By the time the full version of the app was launched in early 2018, Halal Local had built a directory of more than 40,000 restaurants and food markets from 110 countries. Restaurants can list on its app for free, but would have to pay for premium services, such as in-app advertising.
Halal Local now wants to do more with its database. This month, the startup said it was partnering a New Zealand-based halal directory service to create a system for halal travel itinerary planning. Under the strategic agreement, Halal Local will make its database available to other apps and platforms. As founder Muhammad Senoyodha Brennaf explains, Halal Local will be “behind the scenes, providing content to our partners.”

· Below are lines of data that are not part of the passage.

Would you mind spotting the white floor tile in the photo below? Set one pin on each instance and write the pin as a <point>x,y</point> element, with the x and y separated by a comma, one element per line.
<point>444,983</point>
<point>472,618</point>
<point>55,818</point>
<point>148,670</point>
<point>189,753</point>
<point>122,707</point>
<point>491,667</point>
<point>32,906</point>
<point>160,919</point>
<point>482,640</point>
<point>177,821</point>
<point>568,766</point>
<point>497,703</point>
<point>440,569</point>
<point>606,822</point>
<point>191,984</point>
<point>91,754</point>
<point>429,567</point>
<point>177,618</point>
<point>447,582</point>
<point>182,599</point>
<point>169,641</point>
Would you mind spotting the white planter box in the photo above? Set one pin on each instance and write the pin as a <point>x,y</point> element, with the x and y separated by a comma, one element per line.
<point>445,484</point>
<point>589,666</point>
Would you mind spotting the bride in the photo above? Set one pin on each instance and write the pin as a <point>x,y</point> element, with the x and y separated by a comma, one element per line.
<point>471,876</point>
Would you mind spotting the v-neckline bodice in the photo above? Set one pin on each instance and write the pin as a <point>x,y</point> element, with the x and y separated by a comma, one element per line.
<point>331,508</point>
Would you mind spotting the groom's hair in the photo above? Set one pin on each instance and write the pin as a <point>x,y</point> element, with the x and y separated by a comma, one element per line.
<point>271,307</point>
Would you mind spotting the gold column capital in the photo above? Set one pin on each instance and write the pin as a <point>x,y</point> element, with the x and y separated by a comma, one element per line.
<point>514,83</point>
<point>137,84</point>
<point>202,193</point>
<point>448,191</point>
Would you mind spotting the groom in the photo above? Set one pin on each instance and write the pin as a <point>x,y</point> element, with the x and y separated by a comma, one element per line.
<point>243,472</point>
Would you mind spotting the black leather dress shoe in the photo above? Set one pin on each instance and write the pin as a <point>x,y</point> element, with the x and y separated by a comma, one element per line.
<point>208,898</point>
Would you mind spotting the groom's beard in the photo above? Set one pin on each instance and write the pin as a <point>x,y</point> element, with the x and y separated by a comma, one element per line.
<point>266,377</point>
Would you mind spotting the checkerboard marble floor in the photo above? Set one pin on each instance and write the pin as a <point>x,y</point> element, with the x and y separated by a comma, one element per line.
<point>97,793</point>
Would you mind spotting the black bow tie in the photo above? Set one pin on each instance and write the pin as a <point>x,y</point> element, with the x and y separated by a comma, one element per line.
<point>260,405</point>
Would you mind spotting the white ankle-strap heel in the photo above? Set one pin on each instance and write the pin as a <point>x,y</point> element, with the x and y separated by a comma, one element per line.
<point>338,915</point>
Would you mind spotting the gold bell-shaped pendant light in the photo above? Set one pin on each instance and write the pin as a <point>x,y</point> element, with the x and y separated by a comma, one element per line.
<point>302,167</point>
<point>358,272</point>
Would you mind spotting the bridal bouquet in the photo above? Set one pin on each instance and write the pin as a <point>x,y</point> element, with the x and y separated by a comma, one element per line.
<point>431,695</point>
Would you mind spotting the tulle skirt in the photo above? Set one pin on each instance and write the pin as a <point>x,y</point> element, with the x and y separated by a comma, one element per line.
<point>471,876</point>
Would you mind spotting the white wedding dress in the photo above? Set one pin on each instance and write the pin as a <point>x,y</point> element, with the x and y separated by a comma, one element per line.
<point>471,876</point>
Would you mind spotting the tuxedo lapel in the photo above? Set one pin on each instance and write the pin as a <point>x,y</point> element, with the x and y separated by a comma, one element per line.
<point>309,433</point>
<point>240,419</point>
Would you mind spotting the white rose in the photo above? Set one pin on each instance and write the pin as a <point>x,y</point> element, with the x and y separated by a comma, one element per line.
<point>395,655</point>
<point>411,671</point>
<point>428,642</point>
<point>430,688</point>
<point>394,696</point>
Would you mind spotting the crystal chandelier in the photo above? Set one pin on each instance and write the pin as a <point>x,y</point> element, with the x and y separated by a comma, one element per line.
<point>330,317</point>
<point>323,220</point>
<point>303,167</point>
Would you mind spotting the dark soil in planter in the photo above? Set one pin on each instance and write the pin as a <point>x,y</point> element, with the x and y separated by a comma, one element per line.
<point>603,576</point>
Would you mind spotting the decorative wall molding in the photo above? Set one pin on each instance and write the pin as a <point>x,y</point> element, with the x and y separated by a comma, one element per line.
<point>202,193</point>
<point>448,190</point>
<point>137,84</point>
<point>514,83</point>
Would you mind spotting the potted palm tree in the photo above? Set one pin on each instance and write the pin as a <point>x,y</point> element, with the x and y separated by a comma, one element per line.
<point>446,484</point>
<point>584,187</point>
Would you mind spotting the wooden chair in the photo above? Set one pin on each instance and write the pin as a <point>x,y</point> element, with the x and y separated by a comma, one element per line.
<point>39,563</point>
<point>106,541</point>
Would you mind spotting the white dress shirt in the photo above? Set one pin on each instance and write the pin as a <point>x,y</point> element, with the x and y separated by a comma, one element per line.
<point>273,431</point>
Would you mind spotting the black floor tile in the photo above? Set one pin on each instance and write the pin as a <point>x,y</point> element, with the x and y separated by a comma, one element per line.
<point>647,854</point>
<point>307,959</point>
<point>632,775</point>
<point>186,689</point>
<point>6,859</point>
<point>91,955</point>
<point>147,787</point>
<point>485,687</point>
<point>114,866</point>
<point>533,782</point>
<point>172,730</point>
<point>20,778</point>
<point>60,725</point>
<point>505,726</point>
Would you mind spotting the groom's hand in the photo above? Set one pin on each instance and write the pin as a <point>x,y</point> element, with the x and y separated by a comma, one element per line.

At the same time, Halal Local has cast its sights northward. During last year’s NTTCOM Startup Challenge in Indonesia, the startup expressed its interest to become an official halal partner at the upcoming 2020 Summer Olympics in Tokyo. If successful, it will prove to be a timely push further into the Japanese market, which has been ranked within the top five of the most popular non-Muslim destinations for Muslim travellers.
Young and faithful
No segment would benefit more from using Halal Local than millennials and Gen Zs, who now make up 60% of the world’s Muslim travellers.
Muslim millennials rely heavily on online technologies to plan and book their trips. They are also increasingly affluent, view travel as more than just a vacation to seek out new and authentic experiences and are expected to spend US$100 billion on their travels by 2025. At the same time, many still want to adhere to their religious principles even when on the road.
While the halal travel experience is often associated with a pork-free and zero alcohol diet, faithful Muslims also keep to a host of other customs, such as praying five times daily at set times. In fact, half of millennial Muslim travellers consider access to prayer spaces an important factor when choosing their destinations.
With Halal Local, they only need consult their phones to obtain information on a suitable venue, time and direction for their daily prayers, customized to their current location. Because the app combines food, prayer and other Muslim-friendly features, users do not have to download separate apps and are freed from having to manually plan every detail of their journey.
Nevertheless, young independent digital natives are not Halal Local’s only focus. The startup also offers an e-commerce service that sells curated tours to less intrepid travellers, offering travel packages to Indonesian destinations like Lombok and Bandung, as well as discounted deals on the Umrah pilgrimage to Saudi Arabia.
With 80% of its tour clientele from Indonesia, Halal Local’s e-commerce business seems firmly rooted in its home market, which is the world’s sixth largest outbound market for Muslim travel. Even as its rapidly expands its app overseas, Halal Local looks just as well placed to capture a share of the traditional Muslim travel sector, this time right in its own backyard.